Yes, exactly - it means "the amount of time you have prior to a deadline", basically. So it's like in the Queen song:

Flash, I love you, but we only have fourteen hours to save the Earth!


https://www.duolingo.com/profile/Segwyne

The first time I encountered this, I was racking my brain trying to remember what garment was called veckor to find out what they were wearing.


[deactivated user]

    What? I though "drygt" meant "approximately".


    https://www.duolingo.com/profile/devalanteriel

    A small percentage of the population does use it like that, but the overwhelming majority uses the traditional meaning of "slightly more than".


    https://www.duolingo.com/profile/MattBush2

    It's not a direct translation, but would We have just over three weeks left convey the same meaning?


    https://www.duolingo.com/profile/devalanteriel

    Often, yes, though it does have the direct equivalent ... veckor kvar.


    https://www.duolingo.com/profile/LukaZwaan

    So how would you say "We have just over three weeks to ourselves" in Swedish?


    https://www.duolingo.com/profile/devalanteriel

    Vi har drygt tre veckor för oss själva.


    https://www.duolingo.com/profile/BrianClift1

    I think this should be allowed: we have just over three weeks left


    https://www.duolingo.com/profile/devalanteriel

    Please refer to Anders91's above comment on that.


    https://www.duolingo.com/profile/Juan49481

    Confusing sentence fragment because we don't know what is being referred to


    https://www.duolingo.com/profile/JimNolt

    Would/Could if ever be said without the "pä oss?" Vi har drygt tre veckor. Perhaps in response to, "Hur mycket tid har vi för att avsluta jobbet?"


    https://www.duolingo.com/profile/devalanteriel

    Yes, absolutely.


    https://www.duolingo.com/profile/Egbert-NL

    Is 'pa oss' a necessary addition? It isn't translated


    https://www.duolingo.com/profile/devalanteriel

    Yes, it's a very idiomatic Swedish construction.


    https://www.duolingo.com/profile/doveres

    Should "We have a little more than weeks" be an acceptable answer?


    https://www.duolingo.com/profile/devalanteriel

    The construction is fine, but you're missing the "three". :)

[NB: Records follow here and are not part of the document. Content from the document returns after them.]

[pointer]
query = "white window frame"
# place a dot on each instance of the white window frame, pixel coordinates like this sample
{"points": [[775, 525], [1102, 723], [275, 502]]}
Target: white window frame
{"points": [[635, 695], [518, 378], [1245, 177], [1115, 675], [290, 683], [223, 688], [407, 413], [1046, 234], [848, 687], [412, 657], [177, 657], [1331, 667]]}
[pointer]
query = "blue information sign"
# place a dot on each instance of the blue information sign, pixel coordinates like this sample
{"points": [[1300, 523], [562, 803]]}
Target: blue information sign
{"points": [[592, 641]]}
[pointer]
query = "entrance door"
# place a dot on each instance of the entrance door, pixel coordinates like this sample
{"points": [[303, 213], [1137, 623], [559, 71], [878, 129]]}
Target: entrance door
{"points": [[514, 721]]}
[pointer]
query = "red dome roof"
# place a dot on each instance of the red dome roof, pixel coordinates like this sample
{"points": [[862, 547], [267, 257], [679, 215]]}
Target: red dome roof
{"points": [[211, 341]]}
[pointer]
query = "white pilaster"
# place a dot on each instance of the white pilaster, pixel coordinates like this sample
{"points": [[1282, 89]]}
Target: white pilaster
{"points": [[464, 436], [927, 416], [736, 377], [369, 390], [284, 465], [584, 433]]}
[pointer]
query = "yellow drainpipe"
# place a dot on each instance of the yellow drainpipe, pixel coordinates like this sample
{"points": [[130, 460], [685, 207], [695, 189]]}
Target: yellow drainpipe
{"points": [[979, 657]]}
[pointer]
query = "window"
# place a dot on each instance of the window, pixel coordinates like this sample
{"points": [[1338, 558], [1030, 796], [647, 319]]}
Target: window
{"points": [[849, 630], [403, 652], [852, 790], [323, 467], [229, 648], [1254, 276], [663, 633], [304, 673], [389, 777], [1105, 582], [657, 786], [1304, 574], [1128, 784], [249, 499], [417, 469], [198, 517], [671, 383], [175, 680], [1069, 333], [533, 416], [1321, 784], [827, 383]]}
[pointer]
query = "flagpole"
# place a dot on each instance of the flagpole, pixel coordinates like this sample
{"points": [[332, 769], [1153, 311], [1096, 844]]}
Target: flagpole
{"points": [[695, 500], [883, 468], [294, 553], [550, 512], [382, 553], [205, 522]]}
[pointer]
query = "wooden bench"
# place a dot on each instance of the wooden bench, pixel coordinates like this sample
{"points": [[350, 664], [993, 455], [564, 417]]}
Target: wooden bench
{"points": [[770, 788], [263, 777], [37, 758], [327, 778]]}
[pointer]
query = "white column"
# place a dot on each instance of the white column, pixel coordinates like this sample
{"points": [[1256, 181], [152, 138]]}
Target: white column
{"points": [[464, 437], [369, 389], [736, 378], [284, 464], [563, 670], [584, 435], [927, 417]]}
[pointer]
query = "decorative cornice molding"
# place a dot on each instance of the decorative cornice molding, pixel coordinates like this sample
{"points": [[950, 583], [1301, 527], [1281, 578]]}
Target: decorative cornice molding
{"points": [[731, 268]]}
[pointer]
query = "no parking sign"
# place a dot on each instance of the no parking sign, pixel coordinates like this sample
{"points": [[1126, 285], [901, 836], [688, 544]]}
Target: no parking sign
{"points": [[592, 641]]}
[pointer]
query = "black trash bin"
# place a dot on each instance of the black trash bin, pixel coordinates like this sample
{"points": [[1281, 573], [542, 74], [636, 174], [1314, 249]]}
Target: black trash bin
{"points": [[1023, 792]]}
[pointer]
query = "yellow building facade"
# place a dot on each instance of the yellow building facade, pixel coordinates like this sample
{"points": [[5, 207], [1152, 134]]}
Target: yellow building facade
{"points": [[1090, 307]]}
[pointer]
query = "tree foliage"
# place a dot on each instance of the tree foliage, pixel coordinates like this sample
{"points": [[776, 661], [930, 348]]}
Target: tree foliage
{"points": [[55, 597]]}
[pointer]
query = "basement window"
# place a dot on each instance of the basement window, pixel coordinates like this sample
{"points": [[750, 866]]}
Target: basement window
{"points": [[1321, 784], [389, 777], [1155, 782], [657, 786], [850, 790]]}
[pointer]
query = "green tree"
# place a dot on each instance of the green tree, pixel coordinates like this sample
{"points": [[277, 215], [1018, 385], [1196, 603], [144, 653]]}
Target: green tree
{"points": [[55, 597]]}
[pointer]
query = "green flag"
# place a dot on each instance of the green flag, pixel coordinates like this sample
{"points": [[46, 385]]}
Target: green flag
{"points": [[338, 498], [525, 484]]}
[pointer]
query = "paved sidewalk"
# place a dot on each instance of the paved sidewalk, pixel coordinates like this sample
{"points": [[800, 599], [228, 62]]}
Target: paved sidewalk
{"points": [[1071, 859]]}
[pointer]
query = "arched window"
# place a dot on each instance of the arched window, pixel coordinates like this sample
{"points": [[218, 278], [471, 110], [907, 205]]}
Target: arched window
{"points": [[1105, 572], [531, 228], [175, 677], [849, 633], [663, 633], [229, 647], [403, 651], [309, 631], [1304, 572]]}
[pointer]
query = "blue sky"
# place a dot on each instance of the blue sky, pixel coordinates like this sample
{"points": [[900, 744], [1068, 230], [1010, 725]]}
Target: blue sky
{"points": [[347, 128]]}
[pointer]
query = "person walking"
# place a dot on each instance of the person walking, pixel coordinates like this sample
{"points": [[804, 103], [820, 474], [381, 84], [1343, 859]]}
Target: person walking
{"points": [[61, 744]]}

    https://www.duolingo.com/profile/doveres

    Ha! I've been housebound too long. LOL


    https://www.duolingo.com/profile/RainIsHere

    why did we use "på oss" in this sentence?

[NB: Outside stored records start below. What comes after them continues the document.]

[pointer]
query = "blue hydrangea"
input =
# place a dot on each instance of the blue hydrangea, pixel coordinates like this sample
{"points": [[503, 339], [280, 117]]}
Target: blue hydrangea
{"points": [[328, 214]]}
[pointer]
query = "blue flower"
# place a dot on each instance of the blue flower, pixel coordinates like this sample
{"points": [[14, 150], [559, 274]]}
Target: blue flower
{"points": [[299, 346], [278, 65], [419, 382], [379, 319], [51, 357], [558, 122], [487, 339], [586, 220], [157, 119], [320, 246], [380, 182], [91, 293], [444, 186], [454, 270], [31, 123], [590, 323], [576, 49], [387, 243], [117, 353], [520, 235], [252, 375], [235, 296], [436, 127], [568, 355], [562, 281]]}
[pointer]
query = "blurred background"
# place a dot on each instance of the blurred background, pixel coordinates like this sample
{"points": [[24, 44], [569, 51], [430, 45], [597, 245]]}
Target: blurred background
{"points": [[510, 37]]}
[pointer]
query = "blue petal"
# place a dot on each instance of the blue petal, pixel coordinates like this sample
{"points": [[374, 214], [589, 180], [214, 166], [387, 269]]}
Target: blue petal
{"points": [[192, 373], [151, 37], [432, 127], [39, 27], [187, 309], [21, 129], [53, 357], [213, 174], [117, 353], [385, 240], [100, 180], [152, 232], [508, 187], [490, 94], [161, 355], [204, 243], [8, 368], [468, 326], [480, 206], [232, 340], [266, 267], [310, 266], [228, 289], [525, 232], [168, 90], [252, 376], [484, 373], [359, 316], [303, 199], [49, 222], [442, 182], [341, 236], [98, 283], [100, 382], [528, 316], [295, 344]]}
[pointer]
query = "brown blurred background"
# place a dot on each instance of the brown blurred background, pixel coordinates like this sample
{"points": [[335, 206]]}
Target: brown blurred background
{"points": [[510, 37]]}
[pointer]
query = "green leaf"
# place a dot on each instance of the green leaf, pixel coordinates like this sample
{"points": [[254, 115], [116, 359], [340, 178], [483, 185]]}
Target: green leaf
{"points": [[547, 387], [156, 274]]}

    https://www.duolingo.com/profile/devalanteriel

    Please see the top-level comment chain.


    https://www.duolingo.com/profile/Tim_Erlandsson

    "We have approximately tree weeks on our hands." should be treated as a correct answer, since, even though "drygt" means slightly more than in most cases, it can still be used as "slightly less- or more than".


    https://www.duolingo.com/profile/devalanteriel

    It's used to mean "approximately" by a minority of Swedes, but this minority is small enough that it's generally a bad idea to teach this meaning.

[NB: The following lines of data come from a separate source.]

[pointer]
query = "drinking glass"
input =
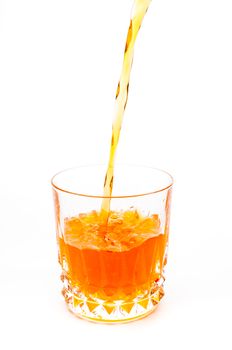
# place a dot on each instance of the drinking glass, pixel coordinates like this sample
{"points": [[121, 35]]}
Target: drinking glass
{"points": [[112, 270]]}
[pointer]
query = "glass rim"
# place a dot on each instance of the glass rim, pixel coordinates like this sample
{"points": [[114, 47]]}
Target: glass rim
{"points": [[54, 186]]}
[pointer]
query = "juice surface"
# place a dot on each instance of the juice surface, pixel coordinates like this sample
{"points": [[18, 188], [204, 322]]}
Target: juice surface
{"points": [[118, 260]]}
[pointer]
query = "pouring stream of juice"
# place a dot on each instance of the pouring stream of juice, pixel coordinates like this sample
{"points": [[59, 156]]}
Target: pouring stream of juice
{"points": [[139, 10]]}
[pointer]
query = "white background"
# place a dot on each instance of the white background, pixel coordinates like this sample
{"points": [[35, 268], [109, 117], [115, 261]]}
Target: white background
{"points": [[59, 66]]}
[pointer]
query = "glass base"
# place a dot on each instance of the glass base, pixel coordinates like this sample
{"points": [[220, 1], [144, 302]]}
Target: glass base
{"points": [[98, 310]]}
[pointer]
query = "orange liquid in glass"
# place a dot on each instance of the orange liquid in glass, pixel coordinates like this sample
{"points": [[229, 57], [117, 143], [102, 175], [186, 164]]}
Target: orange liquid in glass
{"points": [[117, 260]]}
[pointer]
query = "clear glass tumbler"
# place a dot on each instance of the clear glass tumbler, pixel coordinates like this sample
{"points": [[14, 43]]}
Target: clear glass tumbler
{"points": [[112, 270]]}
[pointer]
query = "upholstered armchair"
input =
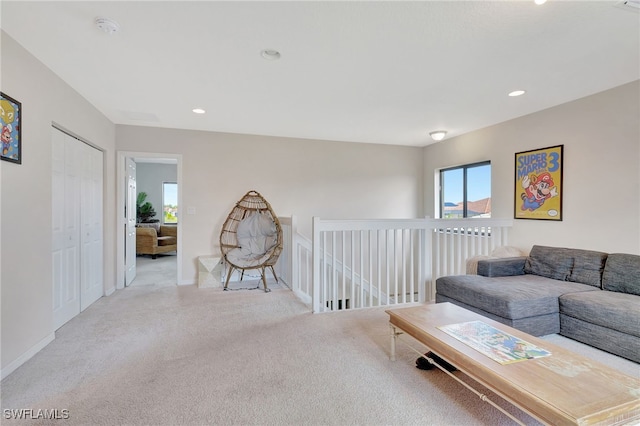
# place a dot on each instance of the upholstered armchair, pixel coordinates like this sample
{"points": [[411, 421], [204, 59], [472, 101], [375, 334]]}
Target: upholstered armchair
{"points": [[156, 239]]}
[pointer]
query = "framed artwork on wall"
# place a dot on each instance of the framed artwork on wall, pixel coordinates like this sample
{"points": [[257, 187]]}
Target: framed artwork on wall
{"points": [[538, 184], [11, 136]]}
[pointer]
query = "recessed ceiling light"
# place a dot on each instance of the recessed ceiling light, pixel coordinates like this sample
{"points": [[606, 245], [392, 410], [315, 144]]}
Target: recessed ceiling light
{"points": [[270, 54], [107, 25], [438, 135]]}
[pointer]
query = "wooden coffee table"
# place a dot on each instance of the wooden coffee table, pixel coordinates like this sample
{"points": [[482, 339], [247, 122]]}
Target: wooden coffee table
{"points": [[561, 389]]}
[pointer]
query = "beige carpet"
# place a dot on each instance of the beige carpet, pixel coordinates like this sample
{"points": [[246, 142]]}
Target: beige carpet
{"points": [[179, 355]]}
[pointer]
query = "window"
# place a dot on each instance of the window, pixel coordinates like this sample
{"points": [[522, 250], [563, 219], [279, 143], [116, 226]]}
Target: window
{"points": [[169, 202], [465, 191]]}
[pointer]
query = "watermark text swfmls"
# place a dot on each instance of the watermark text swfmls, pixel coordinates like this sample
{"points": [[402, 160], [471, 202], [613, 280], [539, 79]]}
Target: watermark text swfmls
{"points": [[36, 414]]}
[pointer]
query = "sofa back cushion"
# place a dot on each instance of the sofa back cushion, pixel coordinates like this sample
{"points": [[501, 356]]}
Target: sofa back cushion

    https://www.duolingo.com/profile/brevskrivning

    So what's wrong with 'We have just over three weeks left'. Picky, picky.


    https://www.duolingo.com/profile/MarvelMani1

    to me (Canadian native English speaker), adding the "left" indicates the timespan has already begun and the three weeks refers to the remaining time.

    But "We have just over (slightly more than) three weeks" on its own can also be used before the activity has even begun, just to indicate the amount of time allocated for the entire activity.

    So adding the "left" to the translation adds a nuance that is not indicated in the original.